Batman’s entire world is about to be turned upside down. We thought the Designer was going to do it, but in Batman #93, it was revealed who was behind it all from the start. With “Joker War” kicking off very soon, I’m gonna guess you can tell who is the culprit, but why don’t you read issue #94 to find out how we get there? This issue is very much a table-setting sort of tale, wrapping up how Batman doesn’t bleed out from his stab wounds in the last issue and setting up Bruce Wayne’s mental state as he comes to realize he’s alone in Gotham against all odds.
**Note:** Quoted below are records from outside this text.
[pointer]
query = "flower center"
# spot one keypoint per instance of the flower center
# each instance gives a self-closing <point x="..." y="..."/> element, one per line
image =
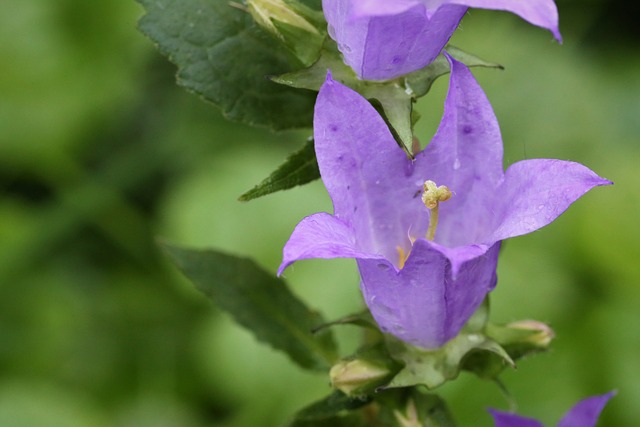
<point x="432" y="195"/>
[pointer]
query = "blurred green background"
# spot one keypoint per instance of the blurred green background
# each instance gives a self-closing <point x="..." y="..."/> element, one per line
<point x="101" y="153"/>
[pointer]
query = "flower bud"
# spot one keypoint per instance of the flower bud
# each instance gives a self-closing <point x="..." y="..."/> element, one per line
<point x="299" y="28"/>
<point x="359" y="376"/>
<point x="543" y="332"/>
<point x="266" y="12"/>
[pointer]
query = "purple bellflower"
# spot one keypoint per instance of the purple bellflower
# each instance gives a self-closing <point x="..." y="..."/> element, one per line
<point x="584" y="414"/>
<point x="423" y="284"/>
<point x="383" y="39"/>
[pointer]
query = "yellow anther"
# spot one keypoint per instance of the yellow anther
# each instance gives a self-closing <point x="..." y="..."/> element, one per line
<point x="431" y="197"/>
<point x="402" y="257"/>
<point x="432" y="194"/>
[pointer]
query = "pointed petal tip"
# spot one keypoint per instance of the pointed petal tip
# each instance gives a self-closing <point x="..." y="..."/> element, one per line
<point x="282" y="267"/>
<point x="329" y="78"/>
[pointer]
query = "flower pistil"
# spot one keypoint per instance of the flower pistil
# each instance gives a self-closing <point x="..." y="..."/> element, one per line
<point x="431" y="197"/>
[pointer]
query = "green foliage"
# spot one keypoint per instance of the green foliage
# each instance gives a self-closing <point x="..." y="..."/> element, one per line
<point x="224" y="56"/>
<point x="335" y="409"/>
<point x="299" y="28"/>
<point x="434" y="368"/>
<point x="395" y="97"/>
<point x="299" y="168"/>
<point x="260" y="302"/>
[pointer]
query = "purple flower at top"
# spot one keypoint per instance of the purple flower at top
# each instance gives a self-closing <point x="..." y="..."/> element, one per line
<point x="383" y="39"/>
<point x="426" y="263"/>
<point x="584" y="414"/>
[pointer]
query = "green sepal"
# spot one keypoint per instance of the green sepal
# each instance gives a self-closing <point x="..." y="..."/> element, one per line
<point x="395" y="97"/>
<point x="361" y="374"/>
<point x="260" y="302"/>
<point x="299" y="28"/>
<point x="516" y="341"/>
<point x="224" y="56"/>
<point x="299" y="168"/>
<point x="432" y="368"/>
<point x="419" y="82"/>
<point x="337" y="409"/>
<point x="363" y="320"/>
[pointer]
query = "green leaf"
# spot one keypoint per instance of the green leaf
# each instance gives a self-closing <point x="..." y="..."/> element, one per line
<point x="223" y="56"/>
<point x="298" y="27"/>
<point x="260" y="302"/>
<point x="395" y="97"/>
<point x="433" y="368"/>
<point x="335" y="404"/>
<point x="298" y="169"/>
<point x="419" y="82"/>
<point x="363" y="320"/>
<point x="337" y="409"/>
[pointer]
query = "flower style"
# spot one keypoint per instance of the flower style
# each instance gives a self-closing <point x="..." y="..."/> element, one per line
<point x="383" y="39"/>
<point x="424" y="290"/>
<point x="584" y="414"/>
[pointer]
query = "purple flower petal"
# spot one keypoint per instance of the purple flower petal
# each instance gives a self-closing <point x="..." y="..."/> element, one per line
<point x="535" y="192"/>
<point x="426" y="303"/>
<point x="367" y="175"/>
<point x="382" y="39"/>
<point x="425" y="291"/>
<point x="505" y="419"/>
<point x="321" y="236"/>
<point x="380" y="46"/>
<point x="586" y="412"/>
<point x="466" y="156"/>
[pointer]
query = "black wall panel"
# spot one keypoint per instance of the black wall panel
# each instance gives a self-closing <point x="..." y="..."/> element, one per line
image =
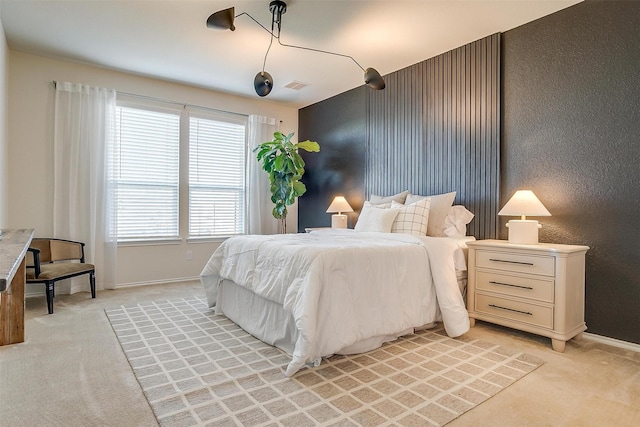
<point x="571" y="133"/>
<point x="339" y="126"/>
<point x="436" y="129"/>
It’s an awesome idea to take Bruce Wayne’s money away from Batman. Many argue his superpower is being rich, and writer James Tynion IV appears to be prepared with “Joker War” to prove them wrong. This issue has two parts: one is the table setting being done to get Catwoman to a certain place, Joker assuming control, and Batman on the run; the other is what opens the book, revealing in a flashback Bruce Wayne’s attempt to be the greatest superhero detective ever. This latter part is what makes the book well worth reading.
Like with any superhero story, when a flashback reveals something new, you have to take it with a grain of salt. Another writer could erase it, or maybe what we see isn’t quite the truth. To people who think those things, I say who cares? Enjoy what Tynion is doing at the moment to help conceptualize the character in the now. What Tynion unveils here is a young Bruce Wayne inches away from having all the pieces in place to become the greatest hero to ever live, but we soon learn the last piece isn’t something Bruce can have. This is an interesting development since it makes this part of the story psychological.
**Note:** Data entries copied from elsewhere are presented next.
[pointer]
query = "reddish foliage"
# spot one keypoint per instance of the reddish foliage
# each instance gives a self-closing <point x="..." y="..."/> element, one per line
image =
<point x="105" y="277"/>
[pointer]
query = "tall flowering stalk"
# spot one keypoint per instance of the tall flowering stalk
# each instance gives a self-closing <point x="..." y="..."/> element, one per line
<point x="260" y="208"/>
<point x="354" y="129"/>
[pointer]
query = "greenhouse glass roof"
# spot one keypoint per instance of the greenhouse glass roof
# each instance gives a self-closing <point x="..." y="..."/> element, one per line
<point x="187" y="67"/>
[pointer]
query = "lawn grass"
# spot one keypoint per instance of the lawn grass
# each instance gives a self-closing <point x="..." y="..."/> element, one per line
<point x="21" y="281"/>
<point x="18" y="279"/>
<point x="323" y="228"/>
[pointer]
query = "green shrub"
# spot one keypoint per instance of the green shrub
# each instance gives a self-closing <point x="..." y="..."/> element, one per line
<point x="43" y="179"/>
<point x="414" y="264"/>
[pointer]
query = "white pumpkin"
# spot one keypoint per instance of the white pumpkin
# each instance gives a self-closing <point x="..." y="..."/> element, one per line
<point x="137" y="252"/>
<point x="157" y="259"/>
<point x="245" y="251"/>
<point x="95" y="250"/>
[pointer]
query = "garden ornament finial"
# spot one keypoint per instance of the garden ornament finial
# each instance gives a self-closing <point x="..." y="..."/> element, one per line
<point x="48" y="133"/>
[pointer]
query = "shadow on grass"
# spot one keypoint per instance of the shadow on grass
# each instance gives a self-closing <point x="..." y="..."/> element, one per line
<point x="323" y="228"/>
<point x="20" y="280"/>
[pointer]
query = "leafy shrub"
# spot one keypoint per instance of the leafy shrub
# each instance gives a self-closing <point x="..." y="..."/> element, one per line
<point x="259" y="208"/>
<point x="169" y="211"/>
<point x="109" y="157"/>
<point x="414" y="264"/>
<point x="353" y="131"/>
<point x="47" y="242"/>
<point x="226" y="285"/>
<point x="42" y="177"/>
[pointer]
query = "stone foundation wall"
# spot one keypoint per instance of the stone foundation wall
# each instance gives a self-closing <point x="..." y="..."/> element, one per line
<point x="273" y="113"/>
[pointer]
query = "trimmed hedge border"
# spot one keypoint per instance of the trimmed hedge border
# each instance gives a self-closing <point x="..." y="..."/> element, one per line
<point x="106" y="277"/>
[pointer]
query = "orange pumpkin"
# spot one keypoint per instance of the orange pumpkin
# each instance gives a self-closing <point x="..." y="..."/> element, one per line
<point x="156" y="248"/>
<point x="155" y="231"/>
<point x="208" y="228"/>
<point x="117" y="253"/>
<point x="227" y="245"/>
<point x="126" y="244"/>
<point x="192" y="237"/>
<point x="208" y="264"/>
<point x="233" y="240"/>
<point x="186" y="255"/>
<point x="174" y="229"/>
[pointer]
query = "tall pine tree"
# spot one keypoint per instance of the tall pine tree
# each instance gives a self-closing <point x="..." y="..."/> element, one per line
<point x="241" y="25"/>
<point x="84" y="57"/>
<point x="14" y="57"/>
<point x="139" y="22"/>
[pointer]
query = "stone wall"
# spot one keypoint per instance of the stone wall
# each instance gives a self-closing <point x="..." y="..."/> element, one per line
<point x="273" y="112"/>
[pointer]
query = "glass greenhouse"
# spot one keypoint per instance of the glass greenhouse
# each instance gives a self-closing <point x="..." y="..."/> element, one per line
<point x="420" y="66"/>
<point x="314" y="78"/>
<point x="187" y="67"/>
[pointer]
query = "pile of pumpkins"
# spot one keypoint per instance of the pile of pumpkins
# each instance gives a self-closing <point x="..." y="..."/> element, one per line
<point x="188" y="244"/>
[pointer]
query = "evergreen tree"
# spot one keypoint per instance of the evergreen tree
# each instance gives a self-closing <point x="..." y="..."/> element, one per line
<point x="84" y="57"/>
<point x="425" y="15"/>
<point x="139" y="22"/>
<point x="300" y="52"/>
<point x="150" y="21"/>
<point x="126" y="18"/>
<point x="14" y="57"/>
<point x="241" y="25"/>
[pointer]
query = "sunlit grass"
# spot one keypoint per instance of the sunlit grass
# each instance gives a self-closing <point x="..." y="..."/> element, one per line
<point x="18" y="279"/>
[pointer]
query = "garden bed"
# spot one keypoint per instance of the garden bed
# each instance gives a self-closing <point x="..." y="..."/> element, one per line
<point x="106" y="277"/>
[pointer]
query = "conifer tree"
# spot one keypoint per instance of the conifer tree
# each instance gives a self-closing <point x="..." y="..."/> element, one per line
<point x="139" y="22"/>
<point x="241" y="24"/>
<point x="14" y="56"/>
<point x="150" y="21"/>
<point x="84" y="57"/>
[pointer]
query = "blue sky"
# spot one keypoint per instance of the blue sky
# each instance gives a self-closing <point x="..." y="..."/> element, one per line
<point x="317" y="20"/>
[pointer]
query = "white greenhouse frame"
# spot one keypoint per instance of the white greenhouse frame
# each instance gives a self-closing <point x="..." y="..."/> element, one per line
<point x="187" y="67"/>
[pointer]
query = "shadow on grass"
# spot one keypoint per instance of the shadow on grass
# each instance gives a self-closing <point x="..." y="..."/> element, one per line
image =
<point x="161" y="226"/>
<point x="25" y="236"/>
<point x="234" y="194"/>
The captions in this issue help drive home Batman’s mental state, which ties well into the flashbacks. It’s important to understand where Batman’s head is at since “Joker War” appears to be setting up a battle only Bruce Wayne can win. With his money gone, his love life possibly over, and his greatest enemy rearing to strike we learn in this issue what Batman must do next. It all builds quite well to get you excited for a Batman evolution, making “Joker War” not just about the Joker, but about Batman’s development.
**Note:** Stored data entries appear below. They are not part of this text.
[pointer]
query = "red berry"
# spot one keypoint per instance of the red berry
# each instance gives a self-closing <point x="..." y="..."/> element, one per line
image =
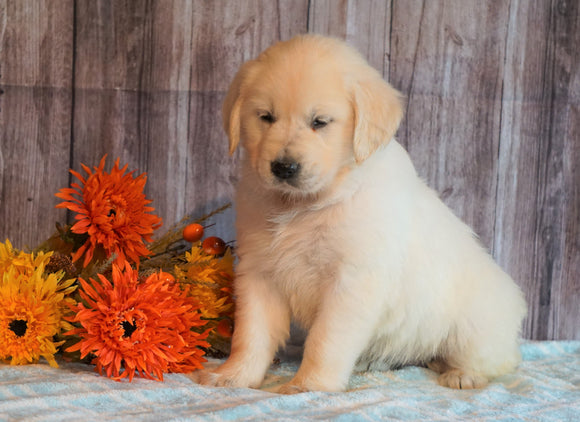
<point x="224" y="328"/>
<point x="214" y="246"/>
<point x="193" y="232"/>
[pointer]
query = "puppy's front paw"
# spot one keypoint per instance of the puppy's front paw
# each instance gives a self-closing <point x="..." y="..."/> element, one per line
<point x="290" y="388"/>
<point x="456" y="378"/>
<point x="219" y="378"/>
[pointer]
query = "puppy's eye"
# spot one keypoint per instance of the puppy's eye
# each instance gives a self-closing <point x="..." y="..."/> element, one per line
<point x="267" y="117"/>
<point x="318" y="123"/>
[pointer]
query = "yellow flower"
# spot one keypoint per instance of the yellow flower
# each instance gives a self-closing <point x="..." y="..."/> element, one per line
<point x="32" y="307"/>
<point x="24" y="263"/>
<point x="210" y="281"/>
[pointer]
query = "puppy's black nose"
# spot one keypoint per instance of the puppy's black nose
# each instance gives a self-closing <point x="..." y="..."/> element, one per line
<point x="284" y="169"/>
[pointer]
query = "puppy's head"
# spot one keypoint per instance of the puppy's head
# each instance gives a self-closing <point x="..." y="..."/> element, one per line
<point x="308" y="110"/>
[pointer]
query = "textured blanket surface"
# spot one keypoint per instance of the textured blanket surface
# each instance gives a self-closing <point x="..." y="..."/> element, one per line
<point x="546" y="387"/>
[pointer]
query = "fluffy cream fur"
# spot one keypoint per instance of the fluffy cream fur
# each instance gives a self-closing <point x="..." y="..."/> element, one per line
<point x="355" y="247"/>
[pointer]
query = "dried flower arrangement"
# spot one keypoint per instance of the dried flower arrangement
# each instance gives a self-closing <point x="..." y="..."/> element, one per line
<point x="102" y="291"/>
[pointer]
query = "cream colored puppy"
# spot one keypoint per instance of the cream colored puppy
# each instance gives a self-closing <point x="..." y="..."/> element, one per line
<point x="336" y="231"/>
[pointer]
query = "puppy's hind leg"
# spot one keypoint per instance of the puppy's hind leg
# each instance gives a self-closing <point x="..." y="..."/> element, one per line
<point x="456" y="378"/>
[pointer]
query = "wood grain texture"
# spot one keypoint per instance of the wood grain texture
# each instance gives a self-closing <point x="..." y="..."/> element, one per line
<point x="492" y="99"/>
<point x="537" y="219"/>
<point x="448" y="61"/>
<point x="35" y="115"/>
The art in this issue is shared by Guillem March in the present-day scenes and Rafael Albuquerque for the flashbacks. March has an old school quality that brings out the wrinkles and shadows in Batman’s muscles and cowl very well; it almost makes Batman look otherworldly. Albuquerque does well to capture the youth of Bruce Wayne and draws you into the short but powerful scene.
If I were to find any fault in this issue, it’s in the overly dramatic elements. Batman screams as he punches through a window, for instance, and it’s so over the top it’s borderline comical. March tends to draw Batman expressing in big, bombastic ways that can pull you out of the book a bit. For a mastermind detective, he sure is emotional. As with any table setting sort of issue, there are beats in this story that play out for necessary reasons but don’t give the oomph other issues have in the arc.
This is a good issue that leads right into “Joker War” very well. The final page had me getting major ’90s vibes that take me back to when I was a kid. Batman is best when he’s facing insurmountable odds, and boy oh boy Tynion is setting this up to make “Joker War” a summer must-read.